In Pabrade ist das Heim eine Heimat für Kinder aus den untersten sozialen Schichten und Armutsverhältnissen geworden. Viele der Kinder sind traumatisiert wie der kleine Silva, der mit mehr als zwei Promille Alkohol im Blut das Licht der Welt erblickte – von einer Mutter, die mit 3,6 Promille im Krankenhaus zur Geburt eingeliefert wurde. Oder die achtjährige Miriam, die miterlebte, wie der volltrunkene Vater die Mutter mit einem Beil tötete. 61 Kinder sind es zurzeit, die im Heim Unterkunft finden, liebevoll betreut werden und sich in öffentlichen Schulen des 7000-Einwohner-Städtchens auf ein Leben ohne Angst vorbereiten. Seit 1982 ist Joleta Veronika Dubauskiene Rektorin des Heims, in dem zeitweise 260 Kinder gewohnt, gespielt und gelernt haben, betreut von 80 Mitarbeitern wie Lehrern, Erzieherinnen, Köchinnen, Elektrikern, Handwerkern und Hausmeistern.

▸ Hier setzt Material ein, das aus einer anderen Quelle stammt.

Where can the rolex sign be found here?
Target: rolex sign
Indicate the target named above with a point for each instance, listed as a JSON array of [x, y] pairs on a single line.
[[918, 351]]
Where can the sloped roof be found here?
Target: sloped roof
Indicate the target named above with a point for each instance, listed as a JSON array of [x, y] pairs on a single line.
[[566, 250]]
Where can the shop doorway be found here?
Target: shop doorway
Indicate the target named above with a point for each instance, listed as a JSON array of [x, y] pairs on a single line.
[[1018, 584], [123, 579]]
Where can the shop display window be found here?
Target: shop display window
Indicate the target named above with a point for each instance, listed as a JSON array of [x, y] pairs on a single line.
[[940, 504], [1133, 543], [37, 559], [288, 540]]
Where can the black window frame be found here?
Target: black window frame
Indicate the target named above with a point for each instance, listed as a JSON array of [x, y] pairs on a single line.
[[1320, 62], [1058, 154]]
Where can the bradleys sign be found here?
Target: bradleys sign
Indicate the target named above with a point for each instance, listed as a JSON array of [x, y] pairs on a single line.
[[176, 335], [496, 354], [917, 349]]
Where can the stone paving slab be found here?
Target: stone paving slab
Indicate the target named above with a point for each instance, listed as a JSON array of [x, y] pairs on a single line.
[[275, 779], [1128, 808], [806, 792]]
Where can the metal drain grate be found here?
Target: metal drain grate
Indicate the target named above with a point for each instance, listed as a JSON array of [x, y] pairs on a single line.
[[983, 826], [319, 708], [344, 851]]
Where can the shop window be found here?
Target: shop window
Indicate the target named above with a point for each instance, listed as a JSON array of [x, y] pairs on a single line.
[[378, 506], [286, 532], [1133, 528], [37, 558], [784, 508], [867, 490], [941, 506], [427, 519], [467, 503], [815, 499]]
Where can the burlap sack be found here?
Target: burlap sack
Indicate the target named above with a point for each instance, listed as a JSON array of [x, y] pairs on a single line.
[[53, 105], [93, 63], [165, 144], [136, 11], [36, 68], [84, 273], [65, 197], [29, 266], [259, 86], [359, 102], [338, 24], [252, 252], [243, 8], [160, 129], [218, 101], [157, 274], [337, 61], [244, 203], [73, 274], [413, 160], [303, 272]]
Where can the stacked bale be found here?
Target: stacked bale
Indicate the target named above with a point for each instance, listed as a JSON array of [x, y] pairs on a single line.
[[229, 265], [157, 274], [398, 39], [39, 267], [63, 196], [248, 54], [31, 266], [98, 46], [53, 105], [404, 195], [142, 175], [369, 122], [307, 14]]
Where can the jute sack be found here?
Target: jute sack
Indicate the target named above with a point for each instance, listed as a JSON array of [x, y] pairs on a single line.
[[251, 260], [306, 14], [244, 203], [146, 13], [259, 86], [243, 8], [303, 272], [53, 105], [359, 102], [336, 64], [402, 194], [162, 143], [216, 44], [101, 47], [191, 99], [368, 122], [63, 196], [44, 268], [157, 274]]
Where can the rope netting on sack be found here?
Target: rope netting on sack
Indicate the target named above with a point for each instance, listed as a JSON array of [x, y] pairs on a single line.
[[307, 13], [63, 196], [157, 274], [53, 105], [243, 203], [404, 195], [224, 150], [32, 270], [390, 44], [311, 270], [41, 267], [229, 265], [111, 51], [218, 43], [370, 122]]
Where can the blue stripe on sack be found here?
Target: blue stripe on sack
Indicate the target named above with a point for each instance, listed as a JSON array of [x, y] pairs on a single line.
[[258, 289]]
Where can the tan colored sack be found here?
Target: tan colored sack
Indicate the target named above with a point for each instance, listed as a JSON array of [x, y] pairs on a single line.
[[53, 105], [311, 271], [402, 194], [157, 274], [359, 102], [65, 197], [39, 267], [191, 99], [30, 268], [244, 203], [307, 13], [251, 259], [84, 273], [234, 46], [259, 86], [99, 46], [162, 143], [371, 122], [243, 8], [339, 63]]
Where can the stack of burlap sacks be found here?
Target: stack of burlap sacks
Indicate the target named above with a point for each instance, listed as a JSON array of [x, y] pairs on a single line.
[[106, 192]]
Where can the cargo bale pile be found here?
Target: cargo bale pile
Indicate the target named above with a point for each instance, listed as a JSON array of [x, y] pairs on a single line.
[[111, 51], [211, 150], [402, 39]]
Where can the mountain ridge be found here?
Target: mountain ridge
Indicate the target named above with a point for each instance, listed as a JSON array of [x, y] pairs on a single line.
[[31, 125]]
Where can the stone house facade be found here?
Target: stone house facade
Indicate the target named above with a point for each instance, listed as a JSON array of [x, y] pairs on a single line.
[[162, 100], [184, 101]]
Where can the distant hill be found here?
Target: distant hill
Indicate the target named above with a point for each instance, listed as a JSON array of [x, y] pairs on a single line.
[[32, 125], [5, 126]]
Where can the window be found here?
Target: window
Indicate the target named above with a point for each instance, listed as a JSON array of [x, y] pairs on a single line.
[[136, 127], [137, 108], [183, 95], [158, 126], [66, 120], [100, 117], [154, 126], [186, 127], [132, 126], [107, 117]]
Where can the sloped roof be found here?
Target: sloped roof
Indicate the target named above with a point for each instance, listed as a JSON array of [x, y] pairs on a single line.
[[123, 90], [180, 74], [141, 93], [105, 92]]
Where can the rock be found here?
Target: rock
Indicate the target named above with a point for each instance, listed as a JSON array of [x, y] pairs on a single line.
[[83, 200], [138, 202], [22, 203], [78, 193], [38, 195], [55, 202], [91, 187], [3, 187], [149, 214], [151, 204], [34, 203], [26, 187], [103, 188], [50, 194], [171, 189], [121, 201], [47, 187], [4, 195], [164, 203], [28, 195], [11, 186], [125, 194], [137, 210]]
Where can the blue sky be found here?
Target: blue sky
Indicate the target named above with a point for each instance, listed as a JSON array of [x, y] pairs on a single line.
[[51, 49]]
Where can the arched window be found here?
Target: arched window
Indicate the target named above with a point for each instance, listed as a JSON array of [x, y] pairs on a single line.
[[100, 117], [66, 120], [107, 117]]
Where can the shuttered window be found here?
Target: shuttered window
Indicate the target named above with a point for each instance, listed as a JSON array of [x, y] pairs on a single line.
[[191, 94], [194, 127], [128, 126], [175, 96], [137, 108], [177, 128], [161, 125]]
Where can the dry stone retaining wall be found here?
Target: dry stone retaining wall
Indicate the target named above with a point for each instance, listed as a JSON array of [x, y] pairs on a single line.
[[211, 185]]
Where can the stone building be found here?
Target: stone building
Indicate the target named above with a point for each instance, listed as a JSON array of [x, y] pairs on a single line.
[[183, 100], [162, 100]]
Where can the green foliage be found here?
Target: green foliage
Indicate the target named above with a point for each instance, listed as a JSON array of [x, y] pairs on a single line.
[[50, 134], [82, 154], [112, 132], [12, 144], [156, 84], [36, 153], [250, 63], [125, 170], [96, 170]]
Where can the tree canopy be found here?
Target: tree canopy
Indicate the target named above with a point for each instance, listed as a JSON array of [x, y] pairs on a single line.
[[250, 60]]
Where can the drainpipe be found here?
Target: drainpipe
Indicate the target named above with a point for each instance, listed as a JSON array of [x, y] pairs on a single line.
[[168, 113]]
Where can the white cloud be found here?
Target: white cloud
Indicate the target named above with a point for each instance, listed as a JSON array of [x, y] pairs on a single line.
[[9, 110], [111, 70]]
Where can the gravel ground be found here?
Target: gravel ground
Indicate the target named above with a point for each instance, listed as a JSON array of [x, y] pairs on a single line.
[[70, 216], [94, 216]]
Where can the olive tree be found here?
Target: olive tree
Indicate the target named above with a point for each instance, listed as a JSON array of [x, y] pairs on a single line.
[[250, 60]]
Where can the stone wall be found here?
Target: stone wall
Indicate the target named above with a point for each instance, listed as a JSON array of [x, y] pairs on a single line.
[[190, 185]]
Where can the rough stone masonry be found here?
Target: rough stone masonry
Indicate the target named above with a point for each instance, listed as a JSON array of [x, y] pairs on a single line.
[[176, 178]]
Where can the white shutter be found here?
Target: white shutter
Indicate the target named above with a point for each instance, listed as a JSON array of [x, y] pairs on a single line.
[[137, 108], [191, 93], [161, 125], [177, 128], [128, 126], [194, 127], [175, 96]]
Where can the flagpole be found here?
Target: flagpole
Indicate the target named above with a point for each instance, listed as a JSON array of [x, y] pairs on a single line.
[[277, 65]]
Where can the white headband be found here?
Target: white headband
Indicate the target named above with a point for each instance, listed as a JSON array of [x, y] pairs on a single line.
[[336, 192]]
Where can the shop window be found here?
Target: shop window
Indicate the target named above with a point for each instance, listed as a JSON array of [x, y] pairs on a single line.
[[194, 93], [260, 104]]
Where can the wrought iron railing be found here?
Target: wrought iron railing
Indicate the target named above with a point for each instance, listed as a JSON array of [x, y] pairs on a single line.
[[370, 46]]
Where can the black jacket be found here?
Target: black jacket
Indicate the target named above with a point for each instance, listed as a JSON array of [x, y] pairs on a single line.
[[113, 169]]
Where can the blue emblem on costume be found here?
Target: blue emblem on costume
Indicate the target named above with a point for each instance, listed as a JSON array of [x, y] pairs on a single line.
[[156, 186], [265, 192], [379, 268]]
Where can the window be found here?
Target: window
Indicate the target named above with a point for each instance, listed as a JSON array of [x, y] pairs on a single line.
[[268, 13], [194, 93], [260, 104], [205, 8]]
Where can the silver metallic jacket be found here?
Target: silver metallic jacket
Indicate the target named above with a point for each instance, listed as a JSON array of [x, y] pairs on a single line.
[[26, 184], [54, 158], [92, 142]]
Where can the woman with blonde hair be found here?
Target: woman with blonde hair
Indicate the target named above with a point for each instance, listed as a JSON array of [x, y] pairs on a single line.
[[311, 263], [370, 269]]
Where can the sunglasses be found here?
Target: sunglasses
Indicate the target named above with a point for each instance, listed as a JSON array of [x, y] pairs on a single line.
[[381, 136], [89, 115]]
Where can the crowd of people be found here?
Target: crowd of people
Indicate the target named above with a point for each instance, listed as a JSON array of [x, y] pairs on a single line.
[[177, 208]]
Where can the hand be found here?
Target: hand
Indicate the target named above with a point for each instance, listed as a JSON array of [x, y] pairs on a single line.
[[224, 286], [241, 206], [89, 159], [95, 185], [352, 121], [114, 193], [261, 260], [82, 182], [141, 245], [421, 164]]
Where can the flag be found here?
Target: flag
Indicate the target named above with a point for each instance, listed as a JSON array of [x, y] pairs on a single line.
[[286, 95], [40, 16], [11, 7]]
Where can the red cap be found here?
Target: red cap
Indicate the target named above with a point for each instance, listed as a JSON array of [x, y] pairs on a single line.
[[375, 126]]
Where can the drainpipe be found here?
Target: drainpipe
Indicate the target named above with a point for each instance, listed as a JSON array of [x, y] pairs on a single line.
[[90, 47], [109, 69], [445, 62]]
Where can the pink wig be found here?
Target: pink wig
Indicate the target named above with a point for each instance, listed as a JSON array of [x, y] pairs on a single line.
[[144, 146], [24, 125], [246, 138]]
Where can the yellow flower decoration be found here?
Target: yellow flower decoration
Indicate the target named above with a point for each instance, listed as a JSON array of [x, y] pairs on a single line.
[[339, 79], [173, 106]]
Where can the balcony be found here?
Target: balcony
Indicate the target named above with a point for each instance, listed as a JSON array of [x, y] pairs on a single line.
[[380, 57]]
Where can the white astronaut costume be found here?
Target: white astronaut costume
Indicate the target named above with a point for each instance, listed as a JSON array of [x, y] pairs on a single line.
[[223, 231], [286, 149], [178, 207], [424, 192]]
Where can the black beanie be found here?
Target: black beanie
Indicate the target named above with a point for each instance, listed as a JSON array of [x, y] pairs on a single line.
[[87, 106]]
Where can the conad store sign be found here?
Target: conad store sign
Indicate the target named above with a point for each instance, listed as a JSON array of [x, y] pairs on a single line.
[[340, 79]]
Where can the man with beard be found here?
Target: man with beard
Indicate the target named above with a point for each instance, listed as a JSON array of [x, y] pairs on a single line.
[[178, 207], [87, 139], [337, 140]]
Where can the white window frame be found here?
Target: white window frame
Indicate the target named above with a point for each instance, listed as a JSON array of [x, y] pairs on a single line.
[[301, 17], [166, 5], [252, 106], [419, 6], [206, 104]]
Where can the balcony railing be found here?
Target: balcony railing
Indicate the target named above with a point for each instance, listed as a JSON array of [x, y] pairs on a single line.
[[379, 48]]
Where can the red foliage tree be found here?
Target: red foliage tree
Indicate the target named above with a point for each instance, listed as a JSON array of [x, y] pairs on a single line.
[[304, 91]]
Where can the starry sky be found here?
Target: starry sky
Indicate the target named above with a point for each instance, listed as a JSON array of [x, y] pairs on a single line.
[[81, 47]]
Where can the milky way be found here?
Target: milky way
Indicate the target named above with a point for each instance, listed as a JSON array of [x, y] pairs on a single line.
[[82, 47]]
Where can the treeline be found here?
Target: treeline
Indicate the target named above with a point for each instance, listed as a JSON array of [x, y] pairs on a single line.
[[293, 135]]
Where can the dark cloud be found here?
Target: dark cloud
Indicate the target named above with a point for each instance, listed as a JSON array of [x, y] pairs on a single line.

Mittlerweile ist das alles ganz anders. Jetzt ist die Europäerin Joleta gar nicht mehr so gut auf Brüssel und die EU zu sprechen: Geblieben ist von all dem Positiven, was in der Vergangenheit vielen Kindern zum Segen geworden ist, nur noch das gemeinsame Essen. Ständig kommen neue Verordnungen, wenn die alten noch gar nicht erfüllt sind. So wurde 2003 aus dem Internat ein Kinderheim, von dem aus 160 Kinder die öffentlichen Schulen der Stadt besuchten. Hier im Heim blieb nur noch die Förderung in musisch-künstlerischen Bereichen und im Sport. Dann wurde die Küche auf europäischen Standard gebracht, was heute schon wieder überholt ist. Denn die Zahl der Kinder darf gegenwärtig 60 nicht mehr überschreiten, und die müssen sich zusammen mit einer Erzieherin in Kleingruppen selbst verpflegen. „Wir müssen im Rahmen der freien Marktwirtschaft überwiegend kostendeckend arbeiten und neue Wege gehen, soll nicht eine Etage in unserem Heim aus Kostengründen komplett geschlossen werden.“ So plant die Rektorin nun ein Tageszentrum für Senioren und Behinderte, ein Beratungszentrum für Risikofamilien – nicht nur im Haus, sondern auch mit externen Besuchen. Darüber hinaus will sie eine Kleiderkammer für sozial schwache Familien einrichten, die für alle Altersklassen geöffnet sein soll. Ein Plan, bei dem sie Unterstützung braucht, so wie sie die Malteser in Halle an der Saale seit 1996 und ein Freundeskreis im nördlichen Rheinland-Pfalz seit 2005 anbieten.
Aus Halle schwappte die Welle der Hilfsbereitschaft aufgrund verwandtschaftlicher und freundschaftlicher Beziehungen an den Rhein. Mit der Heinrich-Heine-Realschule Neuwied sowie der Lindenschule in Bad Breisig beteiligen sich mittlerweile zwei Patenschulen an dem Projekt „Hilfe für Pabrade“.
In diesem Jahr war die Lindenschule erstmals dabei, während in Neuwied bereits Routiniers an der nächsten Fahrt arbeiten. Dabei packen die Schüler persönliche Päckchen für die Kinder in Litauen, werden Kleiderspenden, jetzt für alle Altersklassen, gern entgegengenommen und werden auch Geldspenden direkt an die Rektorin übergeben. Zuletzt war es zum Beispiel ein annähernd vierstelliger Betrag, den Joleta Dubauskiene zum Ausbau von zwei Kleinküchen für die neu zu bildenden Kleingruppen einsetzen will.
Sie kämpft weiter, allen Schwierigkeiten zum Trotz. Für „ihre Kinder“ und jetzt für alle sozial Schwachen in Pabrade und Umgebung – „wenn die Hilfe nicht auch noch irgendwelchen EU-Normen zum Opfer fällt“. Die Rektorin erhält weiterhin die Unterstützung der Malteser in Sachsen-Anhalt und von Privatleuten sowie den Schulen aus den Kreisen Neuwied und Bad Neuenahr-Ahrweiler, die sich ihrerseits über die großzügige Unterstützung vieler Sponsoren freuen. So beispielsweise von HELFT UNS LEBEN, der Hilfsaktion unserer Zeitung, der Lotto-Stiftung oder der Autovermietung Leute/Sinzig.